Generally, elemental lead use and exposure have decreased significantly since the 1970s due to the innovation of unleaded gasoline and lead-free plumbing and paints. However, lead poisoning is still a serious problem. Lead is very toxic and specifically targets the kidneys, liver, central nervous system, hematopoietic system, and endocrine and reproductive systems. It can be absorbed by women during pregnancy and transferred to the developing fetus. Prenatal lead exposure has been linked to reduced birth weight, preterm delivery, and neurodevelopmental abnormalities in offspring. Exposure occurs mostly as a result of deteriorating house paints, contact at the workplace, hobbies, leaching from lead-containing vessels into food and water, cigarette smoke, and the use of lead in certain traditional medicines and cosmetics. Routes of exposure mainly include inhalation of lead-containing dust particles and ingestion of lead-contaminated food and water [15]. Lead has been classed as a probable carcinogen by the Environmental Protection Agency (EPA) and other regulatory agencies [16, 17].

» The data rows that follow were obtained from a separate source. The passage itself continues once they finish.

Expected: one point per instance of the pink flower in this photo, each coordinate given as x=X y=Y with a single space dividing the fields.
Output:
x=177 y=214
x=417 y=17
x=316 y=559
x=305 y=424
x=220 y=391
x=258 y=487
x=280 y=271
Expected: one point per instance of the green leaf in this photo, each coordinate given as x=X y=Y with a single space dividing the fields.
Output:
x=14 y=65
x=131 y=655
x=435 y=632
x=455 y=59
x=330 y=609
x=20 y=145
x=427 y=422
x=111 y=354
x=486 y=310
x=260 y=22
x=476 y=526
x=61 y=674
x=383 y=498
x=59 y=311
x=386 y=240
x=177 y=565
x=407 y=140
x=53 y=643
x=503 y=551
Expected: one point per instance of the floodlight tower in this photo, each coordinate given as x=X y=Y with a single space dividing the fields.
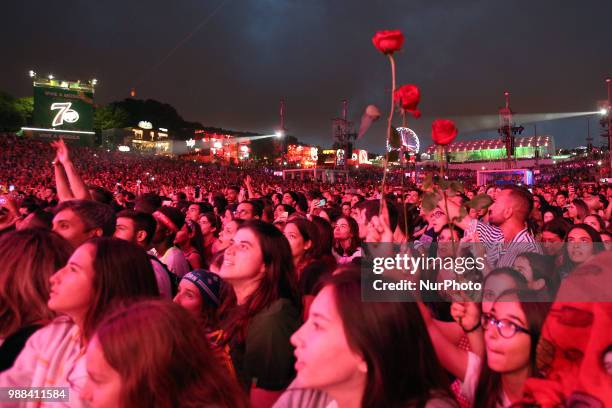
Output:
x=507 y=129
x=281 y=132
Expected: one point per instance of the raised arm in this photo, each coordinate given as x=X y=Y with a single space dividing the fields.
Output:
x=75 y=183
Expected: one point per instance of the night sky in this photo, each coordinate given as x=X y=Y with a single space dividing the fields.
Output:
x=553 y=56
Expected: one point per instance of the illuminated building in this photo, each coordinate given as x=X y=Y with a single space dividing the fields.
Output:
x=217 y=147
x=304 y=156
x=531 y=147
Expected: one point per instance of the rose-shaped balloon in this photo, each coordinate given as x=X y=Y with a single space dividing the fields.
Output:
x=408 y=97
x=443 y=131
x=388 y=41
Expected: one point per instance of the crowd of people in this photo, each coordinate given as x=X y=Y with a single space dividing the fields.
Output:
x=156 y=282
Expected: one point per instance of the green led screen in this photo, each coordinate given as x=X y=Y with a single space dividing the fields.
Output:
x=61 y=108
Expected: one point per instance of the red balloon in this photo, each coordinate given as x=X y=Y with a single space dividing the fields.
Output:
x=443 y=131
x=388 y=41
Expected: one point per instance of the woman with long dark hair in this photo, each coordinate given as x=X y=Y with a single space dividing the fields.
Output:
x=151 y=354
x=577 y=211
x=101 y=272
x=210 y=225
x=190 y=240
x=364 y=354
x=346 y=240
x=261 y=310
x=582 y=243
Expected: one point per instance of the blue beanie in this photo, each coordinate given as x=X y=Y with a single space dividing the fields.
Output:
x=208 y=283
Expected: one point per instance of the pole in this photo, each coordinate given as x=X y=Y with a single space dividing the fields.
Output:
x=608 y=80
x=282 y=130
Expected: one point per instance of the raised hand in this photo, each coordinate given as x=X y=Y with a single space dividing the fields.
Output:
x=61 y=151
x=466 y=314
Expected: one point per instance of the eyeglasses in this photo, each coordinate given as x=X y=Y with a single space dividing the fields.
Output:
x=505 y=327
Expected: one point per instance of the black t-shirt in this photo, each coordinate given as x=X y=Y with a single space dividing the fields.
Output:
x=265 y=360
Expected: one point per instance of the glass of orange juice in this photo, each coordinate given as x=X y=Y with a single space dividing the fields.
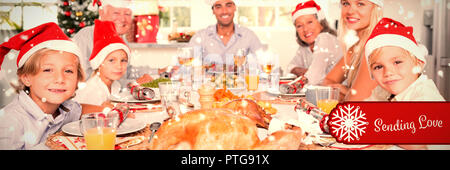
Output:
x=327 y=98
x=99 y=130
x=251 y=78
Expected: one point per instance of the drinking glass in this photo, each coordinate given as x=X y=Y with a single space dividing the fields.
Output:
x=327 y=98
x=268 y=60
x=251 y=79
x=99 y=130
x=185 y=57
x=170 y=92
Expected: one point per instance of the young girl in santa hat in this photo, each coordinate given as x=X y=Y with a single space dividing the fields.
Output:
x=350 y=75
x=396 y=63
x=109 y=59
x=48 y=71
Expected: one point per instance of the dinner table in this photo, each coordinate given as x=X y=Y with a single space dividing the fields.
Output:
x=146 y=113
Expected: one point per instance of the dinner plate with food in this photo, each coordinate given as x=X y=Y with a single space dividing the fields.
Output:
x=277 y=92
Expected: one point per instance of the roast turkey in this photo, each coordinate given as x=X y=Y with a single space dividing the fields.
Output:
x=250 y=109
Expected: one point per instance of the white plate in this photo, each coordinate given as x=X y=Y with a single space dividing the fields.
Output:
x=278 y=93
x=129 y=126
x=126 y=97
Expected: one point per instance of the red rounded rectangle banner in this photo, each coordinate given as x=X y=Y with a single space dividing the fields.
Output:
x=391 y=122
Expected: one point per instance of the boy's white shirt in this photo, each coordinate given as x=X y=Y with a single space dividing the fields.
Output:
x=96 y=92
x=423 y=89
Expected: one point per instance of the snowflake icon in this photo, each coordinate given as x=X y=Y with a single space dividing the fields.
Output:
x=347 y=123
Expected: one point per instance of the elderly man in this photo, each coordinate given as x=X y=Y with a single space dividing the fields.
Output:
x=119 y=12
x=225 y=38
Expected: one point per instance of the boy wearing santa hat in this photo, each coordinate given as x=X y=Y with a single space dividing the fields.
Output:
x=396 y=62
x=48 y=70
x=109 y=59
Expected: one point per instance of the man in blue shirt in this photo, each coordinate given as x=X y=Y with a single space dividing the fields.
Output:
x=222 y=40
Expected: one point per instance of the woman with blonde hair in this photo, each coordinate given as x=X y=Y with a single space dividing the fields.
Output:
x=351 y=74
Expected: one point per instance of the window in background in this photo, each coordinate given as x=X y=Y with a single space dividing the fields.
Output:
x=265 y=13
x=172 y=11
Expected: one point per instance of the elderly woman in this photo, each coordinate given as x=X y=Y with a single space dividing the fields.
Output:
x=319 y=48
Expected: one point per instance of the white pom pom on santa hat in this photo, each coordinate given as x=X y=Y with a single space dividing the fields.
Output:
x=212 y=2
x=307 y=8
x=106 y=40
x=47 y=35
x=389 y=32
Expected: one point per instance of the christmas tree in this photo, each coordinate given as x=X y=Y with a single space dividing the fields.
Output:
x=74 y=15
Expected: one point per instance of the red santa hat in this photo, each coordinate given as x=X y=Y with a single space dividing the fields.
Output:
x=389 y=32
x=377 y=2
x=307 y=8
x=47 y=35
x=212 y=2
x=106 y=40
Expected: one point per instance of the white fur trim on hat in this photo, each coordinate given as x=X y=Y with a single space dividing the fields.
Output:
x=60 y=45
x=308 y=11
x=397 y=41
x=101 y=56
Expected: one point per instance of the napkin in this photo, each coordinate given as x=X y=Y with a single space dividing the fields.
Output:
x=305 y=121
x=77 y=143
x=148 y=107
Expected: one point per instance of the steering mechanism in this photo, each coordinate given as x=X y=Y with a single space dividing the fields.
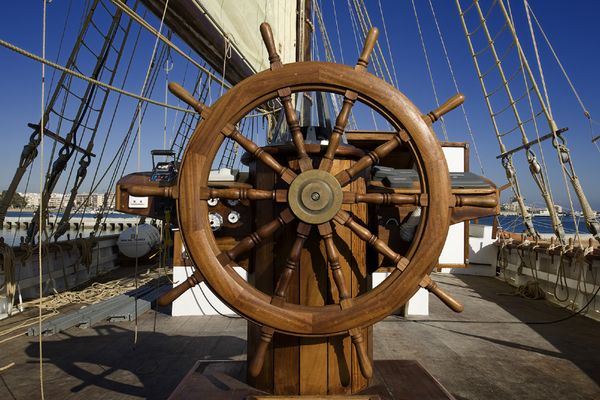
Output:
x=316 y=187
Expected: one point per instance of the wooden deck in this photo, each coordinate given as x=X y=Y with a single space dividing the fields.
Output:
x=487 y=352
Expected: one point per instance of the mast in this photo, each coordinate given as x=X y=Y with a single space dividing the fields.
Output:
x=507 y=162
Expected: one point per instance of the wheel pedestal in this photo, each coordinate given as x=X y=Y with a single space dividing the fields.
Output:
x=392 y=380
x=298 y=365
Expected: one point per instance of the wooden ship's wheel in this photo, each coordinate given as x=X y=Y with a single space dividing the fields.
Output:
x=314 y=193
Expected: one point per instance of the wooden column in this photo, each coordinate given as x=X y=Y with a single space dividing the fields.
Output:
x=308 y=366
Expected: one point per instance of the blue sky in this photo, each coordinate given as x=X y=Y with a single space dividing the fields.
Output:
x=572 y=30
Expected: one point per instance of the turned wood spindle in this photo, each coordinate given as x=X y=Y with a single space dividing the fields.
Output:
x=247 y=243
x=433 y=287
x=344 y=218
x=255 y=365
x=292 y=120
x=285 y=173
x=293 y=260
x=370 y=41
x=373 y=157
x=445 y=108
x=364 y=361
x=349 y=99
x=345 y=298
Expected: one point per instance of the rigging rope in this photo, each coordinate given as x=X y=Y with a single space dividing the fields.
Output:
x=40 y=259
x=387 y=41
x=462 y=106
x=79 y=75
x=151 y=29
x=437 y=101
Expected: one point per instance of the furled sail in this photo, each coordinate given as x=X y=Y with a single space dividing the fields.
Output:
x=220 y=30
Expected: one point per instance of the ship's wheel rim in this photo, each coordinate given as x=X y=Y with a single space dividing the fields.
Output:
x=224 y=280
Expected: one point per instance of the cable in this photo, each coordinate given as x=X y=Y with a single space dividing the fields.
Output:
x=44 y=61
x=40 y=264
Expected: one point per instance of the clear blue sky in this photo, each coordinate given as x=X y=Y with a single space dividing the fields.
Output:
x=572 y=28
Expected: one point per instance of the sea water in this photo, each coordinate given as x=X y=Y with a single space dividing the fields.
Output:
x=543 y=224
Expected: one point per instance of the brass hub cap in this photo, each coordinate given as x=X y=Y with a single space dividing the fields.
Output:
x=315 y=196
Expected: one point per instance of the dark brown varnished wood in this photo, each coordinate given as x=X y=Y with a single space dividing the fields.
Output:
x=242 y=193
x=386 y=198
x=285 y=173
x=188 y=98
x=433 y=287
x=247 y=243
x=369 y=159
x=349 y=99
x=346 y=219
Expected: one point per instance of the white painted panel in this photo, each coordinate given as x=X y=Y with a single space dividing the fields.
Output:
x=455 y=157
x=454 y=248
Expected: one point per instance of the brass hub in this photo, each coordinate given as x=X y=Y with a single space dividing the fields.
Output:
x=315 y=196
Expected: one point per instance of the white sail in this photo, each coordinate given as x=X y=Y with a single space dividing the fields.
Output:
x=238 y=21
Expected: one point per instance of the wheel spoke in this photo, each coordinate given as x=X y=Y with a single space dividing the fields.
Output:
x=292 y=262
x=285 y=173
x=386 y=199
x=349 y=99
x=292 y=120
x=334 y=263
x=448 y=300
x=242 y=193
x=344 y=218
x=255 y=365
x=336 y=135
x=373 y=157
x=250 y=241
x=345 y=297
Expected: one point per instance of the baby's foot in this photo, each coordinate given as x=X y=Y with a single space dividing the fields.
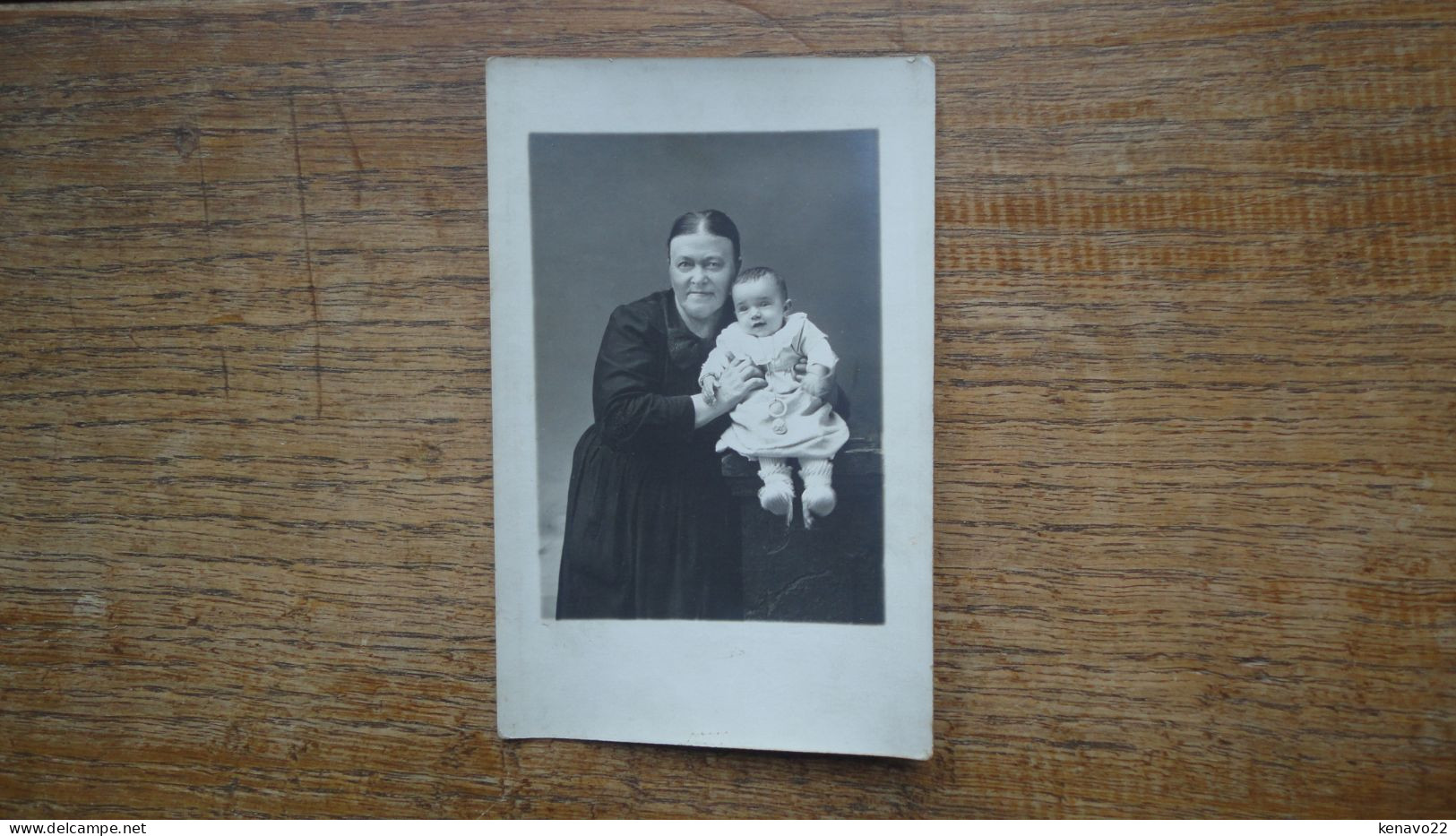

Lead is able to mimic the activity of calcium in the human body, thereby leading to toxic effects in a variety of target organs [15]. These biochemical effects include the calcium-dependent inhibition of release of several neurotransmitters [18] and augmentation of calcium-dependent events involving protein kinase C and calmodulin [19, 20]. Lead can also be incorporated into the human skeleton instead of calcium.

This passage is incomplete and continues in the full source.